Around noon, I heard the door chime. “Identify,” I said without looking up from my work.

“New visitor,” said my home computer. “Checking facial recognition database. Match confirmed. Identity: Carlton Ivan West. Shall I admit?” At this surreal news, I dropped my work and bolted upstairs. “Shall I admit?” the computer repeated.

“No,” I said. I had no idea what he could possibly be doing here, but there was no way I wanted him strolling into my house on the authority of a machine. “I’ll get it myself.”

The words seemed extremely courageous coming out of my mouth. Standing now in front of the door they seemed idiotic. Carlton West was a madman, a mass murderer, and my fiancée’s ex-boyfriend. None of that could possibly bode well for me.

I opened the door, and there stood the man I had seen in Helen’s photograph, nearly a year earlier. He looked shorter in real life, but no less striking.

“Hello,” he said. “You must be Dr. Walden. You’re younger than I expected.” He held his hand out. I took it, more from social training than desire.

“It’s not Doctor,” I said. “You must be thinking of my uncle Nigel. My name is Graham.”

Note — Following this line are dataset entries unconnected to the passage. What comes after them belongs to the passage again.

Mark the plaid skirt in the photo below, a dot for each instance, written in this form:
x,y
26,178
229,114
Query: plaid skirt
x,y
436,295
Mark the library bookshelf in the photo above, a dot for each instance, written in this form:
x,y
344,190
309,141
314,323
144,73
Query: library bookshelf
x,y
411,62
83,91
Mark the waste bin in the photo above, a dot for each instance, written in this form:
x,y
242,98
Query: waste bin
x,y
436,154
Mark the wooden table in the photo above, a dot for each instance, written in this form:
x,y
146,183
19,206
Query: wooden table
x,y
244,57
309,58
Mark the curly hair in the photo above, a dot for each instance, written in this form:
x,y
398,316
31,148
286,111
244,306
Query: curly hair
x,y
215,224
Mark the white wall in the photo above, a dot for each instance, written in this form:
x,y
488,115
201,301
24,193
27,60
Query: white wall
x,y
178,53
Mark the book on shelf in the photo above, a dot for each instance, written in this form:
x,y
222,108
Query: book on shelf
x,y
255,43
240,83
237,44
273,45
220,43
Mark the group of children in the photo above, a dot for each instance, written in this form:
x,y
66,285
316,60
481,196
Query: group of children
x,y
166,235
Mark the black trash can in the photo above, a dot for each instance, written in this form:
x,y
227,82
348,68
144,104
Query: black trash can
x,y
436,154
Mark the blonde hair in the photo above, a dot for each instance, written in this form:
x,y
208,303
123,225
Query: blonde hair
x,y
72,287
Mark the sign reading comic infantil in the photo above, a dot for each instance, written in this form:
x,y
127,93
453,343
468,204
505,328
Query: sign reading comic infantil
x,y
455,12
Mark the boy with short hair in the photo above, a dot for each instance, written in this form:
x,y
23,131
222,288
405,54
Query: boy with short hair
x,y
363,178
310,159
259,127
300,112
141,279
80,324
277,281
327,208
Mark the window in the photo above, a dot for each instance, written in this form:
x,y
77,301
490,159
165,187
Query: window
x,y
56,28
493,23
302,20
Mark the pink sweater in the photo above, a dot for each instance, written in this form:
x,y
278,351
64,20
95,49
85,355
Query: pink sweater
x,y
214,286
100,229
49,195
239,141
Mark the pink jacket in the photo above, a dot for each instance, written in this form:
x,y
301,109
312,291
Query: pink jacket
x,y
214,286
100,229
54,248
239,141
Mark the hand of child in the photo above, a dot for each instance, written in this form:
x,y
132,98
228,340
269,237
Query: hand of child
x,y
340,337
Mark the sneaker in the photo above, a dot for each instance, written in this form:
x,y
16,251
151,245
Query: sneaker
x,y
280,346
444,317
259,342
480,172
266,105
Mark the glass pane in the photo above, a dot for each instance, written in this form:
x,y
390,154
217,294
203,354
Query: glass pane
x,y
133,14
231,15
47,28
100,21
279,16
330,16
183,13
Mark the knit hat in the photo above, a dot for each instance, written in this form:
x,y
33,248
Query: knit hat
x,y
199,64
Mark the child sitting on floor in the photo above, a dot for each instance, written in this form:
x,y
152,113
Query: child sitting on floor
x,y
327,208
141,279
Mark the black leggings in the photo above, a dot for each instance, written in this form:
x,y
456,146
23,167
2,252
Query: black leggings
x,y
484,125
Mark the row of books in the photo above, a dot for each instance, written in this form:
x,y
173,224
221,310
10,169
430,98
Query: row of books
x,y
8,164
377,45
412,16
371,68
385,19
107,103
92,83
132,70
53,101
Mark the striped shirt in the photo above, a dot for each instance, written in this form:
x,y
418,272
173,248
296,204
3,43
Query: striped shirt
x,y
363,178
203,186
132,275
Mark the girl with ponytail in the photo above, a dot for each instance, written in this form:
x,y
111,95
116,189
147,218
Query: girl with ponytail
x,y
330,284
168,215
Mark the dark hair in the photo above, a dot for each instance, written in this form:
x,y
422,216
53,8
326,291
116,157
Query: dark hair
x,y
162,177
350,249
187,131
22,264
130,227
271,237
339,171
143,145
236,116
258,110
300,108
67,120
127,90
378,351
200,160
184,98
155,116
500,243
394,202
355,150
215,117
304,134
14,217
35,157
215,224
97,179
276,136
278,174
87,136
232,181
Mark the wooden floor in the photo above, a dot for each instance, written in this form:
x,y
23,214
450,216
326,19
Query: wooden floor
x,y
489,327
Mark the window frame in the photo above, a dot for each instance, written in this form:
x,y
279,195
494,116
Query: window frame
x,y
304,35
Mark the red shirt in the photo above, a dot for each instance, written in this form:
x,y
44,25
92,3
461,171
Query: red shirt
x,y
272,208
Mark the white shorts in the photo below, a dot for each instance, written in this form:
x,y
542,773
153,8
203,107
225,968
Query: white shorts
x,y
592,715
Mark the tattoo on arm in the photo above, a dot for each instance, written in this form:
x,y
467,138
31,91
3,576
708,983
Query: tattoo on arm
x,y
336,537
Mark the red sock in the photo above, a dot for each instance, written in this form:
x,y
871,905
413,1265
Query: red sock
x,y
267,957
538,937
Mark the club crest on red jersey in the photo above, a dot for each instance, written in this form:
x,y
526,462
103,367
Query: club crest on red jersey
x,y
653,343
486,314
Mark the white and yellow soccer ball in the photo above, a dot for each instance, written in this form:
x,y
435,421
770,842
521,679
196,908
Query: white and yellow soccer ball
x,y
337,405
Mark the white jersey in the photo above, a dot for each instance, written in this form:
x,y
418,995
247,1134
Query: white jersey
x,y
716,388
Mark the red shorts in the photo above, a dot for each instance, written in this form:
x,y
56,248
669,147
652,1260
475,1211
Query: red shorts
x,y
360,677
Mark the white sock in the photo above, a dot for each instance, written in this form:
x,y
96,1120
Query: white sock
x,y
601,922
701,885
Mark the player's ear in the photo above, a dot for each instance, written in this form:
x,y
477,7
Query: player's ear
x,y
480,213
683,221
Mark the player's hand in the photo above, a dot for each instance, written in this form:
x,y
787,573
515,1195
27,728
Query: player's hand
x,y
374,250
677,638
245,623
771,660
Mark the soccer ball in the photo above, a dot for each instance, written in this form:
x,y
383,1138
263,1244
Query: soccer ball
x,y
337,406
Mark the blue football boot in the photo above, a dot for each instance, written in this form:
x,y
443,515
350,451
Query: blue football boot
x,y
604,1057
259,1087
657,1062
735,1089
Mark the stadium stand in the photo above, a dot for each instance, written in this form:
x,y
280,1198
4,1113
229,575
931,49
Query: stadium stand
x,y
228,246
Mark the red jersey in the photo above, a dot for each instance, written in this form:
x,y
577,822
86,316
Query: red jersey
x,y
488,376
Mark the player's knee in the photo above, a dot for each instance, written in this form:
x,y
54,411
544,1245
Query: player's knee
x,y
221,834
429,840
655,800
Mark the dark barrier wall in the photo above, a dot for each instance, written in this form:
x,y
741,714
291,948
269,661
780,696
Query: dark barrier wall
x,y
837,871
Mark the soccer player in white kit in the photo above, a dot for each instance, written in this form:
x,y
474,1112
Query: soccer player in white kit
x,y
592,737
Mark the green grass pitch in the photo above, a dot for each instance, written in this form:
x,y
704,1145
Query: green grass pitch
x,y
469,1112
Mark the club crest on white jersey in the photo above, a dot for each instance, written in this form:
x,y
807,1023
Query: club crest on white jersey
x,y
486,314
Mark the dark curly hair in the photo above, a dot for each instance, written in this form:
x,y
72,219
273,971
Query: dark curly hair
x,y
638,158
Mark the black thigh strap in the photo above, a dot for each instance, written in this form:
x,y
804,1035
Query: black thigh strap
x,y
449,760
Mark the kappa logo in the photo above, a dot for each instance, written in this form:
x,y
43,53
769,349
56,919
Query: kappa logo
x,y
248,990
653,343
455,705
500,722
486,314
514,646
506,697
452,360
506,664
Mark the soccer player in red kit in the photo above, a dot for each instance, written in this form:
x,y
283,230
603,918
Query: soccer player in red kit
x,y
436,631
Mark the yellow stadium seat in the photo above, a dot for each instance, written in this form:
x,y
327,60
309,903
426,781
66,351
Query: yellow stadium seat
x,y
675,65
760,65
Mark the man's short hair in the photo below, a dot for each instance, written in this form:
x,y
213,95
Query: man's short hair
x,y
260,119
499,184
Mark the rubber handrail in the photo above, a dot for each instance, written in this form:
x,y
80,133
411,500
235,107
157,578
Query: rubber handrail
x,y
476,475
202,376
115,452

“Indeed.” He frowned. “I was certain she said Nigel. Either way, it’s a pleasure to meet you.” He poked his head in the door. “Is Helen in?” He spoke in a very slight, and obviously affected, French accent.

“I’m afraid she’s not.”

He offered another frown, ornamented with just the right kind of insincerity.

“Most unfortunate. May I come in?”

“I don’t mean to be impolite, Mr. West, but why are you here?” This was a lot of spine for me. I hoped I would be able to brag about it later.

“I see I’ve gotten off on the wrong foot,” he said. “Mr. Walden. Graham? Do you know what power is?” I did know what power was, but he didn’t wait for a reply. “This is a lovely house. If I made two calls right now, in twenty minutes this house and everything in it would be my property. So please understand when I say, ‘May I come in,’ it is really only a courtesy.”

That’s not what power was. Power was the ability to strangle this man as an infant, thirty years before this conversation took place. I had that. He had nothing. Unfortunately, for all that I had that power, there was no way I was going to wield it. I let him in.